Before moving to BTV in July 2023, they’d lived 43 years in the home they built on Boston Mountain View Drive. Downsizing from a large home to an apartment was daunting, but their granddaughter helped tremendously.

Right at Home at BTV

Familiar with BTV from their time in Fayetteville, Jim and Andrea got on the Carriage Club list several years ago. They’re very happy with their Second Floor South apartment and living in the main building because everything is so handy – from the dining room and performance hall to the mail stop and library.

They enjoy reconnecting with old friends and developing new friendships at BTV. Former neighbors now live two doors down the hall, and one of Andrea’s best friends is across the hall. They especially delight in running into residents whose children were in Andrea’s plays or were delivered by Jim.

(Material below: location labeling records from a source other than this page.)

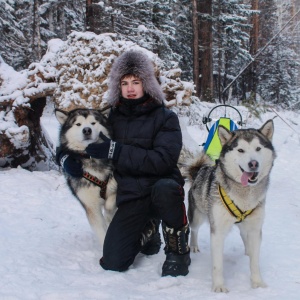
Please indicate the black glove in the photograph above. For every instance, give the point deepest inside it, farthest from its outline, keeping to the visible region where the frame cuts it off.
(108, 149)
(70, 164)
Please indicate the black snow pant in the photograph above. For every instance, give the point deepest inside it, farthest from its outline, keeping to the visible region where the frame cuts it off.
(122, 241)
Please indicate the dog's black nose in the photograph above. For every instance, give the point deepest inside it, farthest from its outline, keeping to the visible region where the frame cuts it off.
(87, 131)
(253, 164)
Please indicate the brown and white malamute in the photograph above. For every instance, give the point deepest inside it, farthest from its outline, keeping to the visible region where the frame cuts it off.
(96, 189)
(233, 191)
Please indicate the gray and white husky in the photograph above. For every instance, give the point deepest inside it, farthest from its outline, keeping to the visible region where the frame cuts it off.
(233, 190)
(96, 191)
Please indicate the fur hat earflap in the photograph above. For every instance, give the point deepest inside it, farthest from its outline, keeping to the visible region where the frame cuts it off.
(135, 63)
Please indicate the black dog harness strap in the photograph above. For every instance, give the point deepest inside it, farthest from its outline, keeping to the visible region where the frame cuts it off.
(101, 183)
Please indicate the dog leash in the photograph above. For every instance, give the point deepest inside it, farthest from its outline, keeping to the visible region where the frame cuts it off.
(232, 208)
(101, 183)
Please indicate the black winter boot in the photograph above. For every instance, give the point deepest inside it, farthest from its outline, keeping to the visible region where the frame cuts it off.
(177, 251)
(150, 239)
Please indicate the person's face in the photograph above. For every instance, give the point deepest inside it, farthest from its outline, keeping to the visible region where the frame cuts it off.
(132, 87)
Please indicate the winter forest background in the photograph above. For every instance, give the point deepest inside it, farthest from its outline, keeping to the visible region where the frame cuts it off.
(240, 52)
(210, 40)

They had a home gym before moving to BTV, and Jim played tennis and pickleball and participated in marathons and triathlons. Now, Jim maintains his exercise regimen with resistance training three times a week, workouts in the pool and frequent walks on the nearby Razorback Greenway. Andrea attends a chair yoga class and does water jogging with friends in the pool on Sundays. She also takes an acrylic art class twice a month and likes to pop into the bistro and run into friends.

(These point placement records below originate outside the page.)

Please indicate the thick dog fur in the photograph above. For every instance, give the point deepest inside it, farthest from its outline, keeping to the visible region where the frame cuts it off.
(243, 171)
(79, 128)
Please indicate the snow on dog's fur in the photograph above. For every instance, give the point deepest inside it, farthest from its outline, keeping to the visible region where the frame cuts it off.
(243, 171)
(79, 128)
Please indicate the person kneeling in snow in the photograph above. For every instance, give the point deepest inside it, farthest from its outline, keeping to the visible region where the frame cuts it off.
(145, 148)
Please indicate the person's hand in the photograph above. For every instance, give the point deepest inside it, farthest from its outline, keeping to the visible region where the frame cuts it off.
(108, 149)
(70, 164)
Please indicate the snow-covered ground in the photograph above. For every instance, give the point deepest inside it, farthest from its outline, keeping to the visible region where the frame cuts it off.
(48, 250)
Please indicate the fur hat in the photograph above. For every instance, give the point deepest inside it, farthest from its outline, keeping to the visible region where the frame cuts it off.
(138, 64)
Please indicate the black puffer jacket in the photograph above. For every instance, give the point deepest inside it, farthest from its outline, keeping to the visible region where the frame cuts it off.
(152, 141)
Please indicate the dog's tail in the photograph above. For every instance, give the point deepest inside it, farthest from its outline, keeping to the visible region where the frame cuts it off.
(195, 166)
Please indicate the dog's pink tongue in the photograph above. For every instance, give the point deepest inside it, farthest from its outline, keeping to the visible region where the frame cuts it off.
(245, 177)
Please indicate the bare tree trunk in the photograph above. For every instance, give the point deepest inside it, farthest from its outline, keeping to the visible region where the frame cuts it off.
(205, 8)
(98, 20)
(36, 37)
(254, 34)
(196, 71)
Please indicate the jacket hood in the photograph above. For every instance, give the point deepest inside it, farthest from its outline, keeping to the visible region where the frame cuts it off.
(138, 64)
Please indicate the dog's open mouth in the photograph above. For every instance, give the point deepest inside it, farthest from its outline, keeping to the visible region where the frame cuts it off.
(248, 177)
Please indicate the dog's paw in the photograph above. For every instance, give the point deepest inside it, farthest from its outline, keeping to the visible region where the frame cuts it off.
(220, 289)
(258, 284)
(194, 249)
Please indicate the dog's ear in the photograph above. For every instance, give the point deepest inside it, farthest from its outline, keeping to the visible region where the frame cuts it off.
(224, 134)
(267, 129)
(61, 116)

Their four granddaughters and two greatgrandchildren all live in the region, and the greatgrands regularly have sleepovers, camping out in sleeping bags on pallets in the living room. They also host birthday parties for their family in their apartment.

Jim doesn’t know how to use the stove and doesn’t plan to learn. But he does prep their coffee maker each evening, so they can quickly enjoy drinking it together in the mornings. He regularly reads The New York Times, the Arkansas Democrat-Gazette, The Atlantic and other magazines, and is a frequent BTV library customer. Andrea has been in a monthly book club for about 20 years. They recently read A Gentleman in Moscow by Amor Towles, and are next reading his Table for Two, a collection of short fiction.

They’re approaching the future as they’ve always done. “We plan to live in the present, continue to learn and participate, and live life to the fullest,” Andrea said.